London: Scotland could be handed sweeping new powers including setting its own income tax rates and controlling welfare payments under a new plan unveiled by a government-appointed commission Thursday.
"The recommendations in the agreement will result in the biggest transfer of powers to the Scottish parliament since its establishment," Lord Robert Smith, who chaired the group, said in Edinburgh.
The report follows up on a promise made by the leaders of Britain's three main political parties to grant Scotland greater autonomy ahead of an independence referendum in September.
Other proposals are control over air passenger duty and part of national sales tax, as well as the right for 16- and 17-year-olds to vote in Scottish elections, below the national threshold of 18.
Setting corporate tax will stay on a national level.
British Prime Minister David Cameron said he was "delighted" with the plan: "This is a good day for the UK ... We are keeping our promise to the Scottish people.
He also promised to put forward a plan before Christmas to grant greater devolution to England - a key demand from supporters in England who resent the powers being given to Scotland.
The government has come under pressure to deliver on its promise after a close-run victory for those who wanted Scotland to remain in the United Kingdom.

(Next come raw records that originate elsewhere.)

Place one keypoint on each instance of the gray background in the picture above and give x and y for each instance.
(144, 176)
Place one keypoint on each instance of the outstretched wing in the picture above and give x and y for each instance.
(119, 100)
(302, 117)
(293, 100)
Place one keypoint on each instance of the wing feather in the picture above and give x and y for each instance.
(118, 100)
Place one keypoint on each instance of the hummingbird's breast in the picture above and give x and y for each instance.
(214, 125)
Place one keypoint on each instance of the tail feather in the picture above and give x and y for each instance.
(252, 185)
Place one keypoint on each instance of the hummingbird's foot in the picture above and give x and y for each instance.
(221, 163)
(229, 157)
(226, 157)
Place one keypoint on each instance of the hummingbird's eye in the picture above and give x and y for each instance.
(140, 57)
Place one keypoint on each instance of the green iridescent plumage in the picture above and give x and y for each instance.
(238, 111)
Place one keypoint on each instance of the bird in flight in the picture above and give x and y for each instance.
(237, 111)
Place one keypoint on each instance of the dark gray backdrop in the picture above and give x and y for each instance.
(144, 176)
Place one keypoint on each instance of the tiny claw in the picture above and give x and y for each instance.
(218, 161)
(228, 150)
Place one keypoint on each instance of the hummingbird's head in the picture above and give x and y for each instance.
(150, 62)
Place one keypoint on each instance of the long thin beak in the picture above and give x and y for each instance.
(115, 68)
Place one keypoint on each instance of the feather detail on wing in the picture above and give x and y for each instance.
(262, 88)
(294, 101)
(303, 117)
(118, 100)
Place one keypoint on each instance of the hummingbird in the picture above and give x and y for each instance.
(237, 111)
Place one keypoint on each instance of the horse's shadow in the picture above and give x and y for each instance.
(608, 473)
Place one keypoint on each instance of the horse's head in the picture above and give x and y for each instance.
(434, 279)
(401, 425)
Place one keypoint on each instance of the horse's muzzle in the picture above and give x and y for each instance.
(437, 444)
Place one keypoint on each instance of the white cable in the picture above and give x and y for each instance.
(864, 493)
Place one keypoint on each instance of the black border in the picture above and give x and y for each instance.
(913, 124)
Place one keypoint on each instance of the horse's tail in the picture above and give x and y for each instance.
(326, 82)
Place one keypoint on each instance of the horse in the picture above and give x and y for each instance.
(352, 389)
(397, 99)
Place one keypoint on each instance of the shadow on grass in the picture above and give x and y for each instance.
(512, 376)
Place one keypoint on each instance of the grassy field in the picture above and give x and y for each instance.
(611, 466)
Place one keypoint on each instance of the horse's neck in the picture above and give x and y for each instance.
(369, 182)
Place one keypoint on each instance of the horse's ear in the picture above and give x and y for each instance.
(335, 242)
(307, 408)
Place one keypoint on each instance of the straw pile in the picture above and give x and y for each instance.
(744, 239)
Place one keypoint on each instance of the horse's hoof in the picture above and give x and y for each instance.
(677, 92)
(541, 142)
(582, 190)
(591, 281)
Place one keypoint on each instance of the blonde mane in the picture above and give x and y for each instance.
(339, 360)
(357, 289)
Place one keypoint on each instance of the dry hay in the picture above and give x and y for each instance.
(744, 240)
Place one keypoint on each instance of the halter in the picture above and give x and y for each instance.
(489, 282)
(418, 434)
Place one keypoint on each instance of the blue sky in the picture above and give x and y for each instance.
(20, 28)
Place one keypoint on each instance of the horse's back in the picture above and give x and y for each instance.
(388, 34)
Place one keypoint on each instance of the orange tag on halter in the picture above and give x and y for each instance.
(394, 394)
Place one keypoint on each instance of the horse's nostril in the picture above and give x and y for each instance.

Devolution laws are now to be drawn up by January.
Scotland's devolved government is controlled by the pro-independence Scottish National Party (SNP), whose ranks have swelled since the referendum.
"This process was always going to be difficult. It demanded a compromise from everyone involved," Smith said, adding: "They've shown that, however difficult, our political leaders can come together."
The right to full control over income rax rates was backed by the Cameron's Conservatives and the SNP but the opposition Labour Party long resisted the change.
"As a result of this agreement the parliament will be more powerful, more accountable and more autonomous," Smith said.
But he also cautioned on the time needed to implement reforms, saying: "Change of this magnitude cannot be rushed through."
Thursday's report is the result of more than a month of talks with representatives of the Scottish Parliament's five political parties and also took into account 400 submissions from organizations and more than 18,000 contributions from the general public.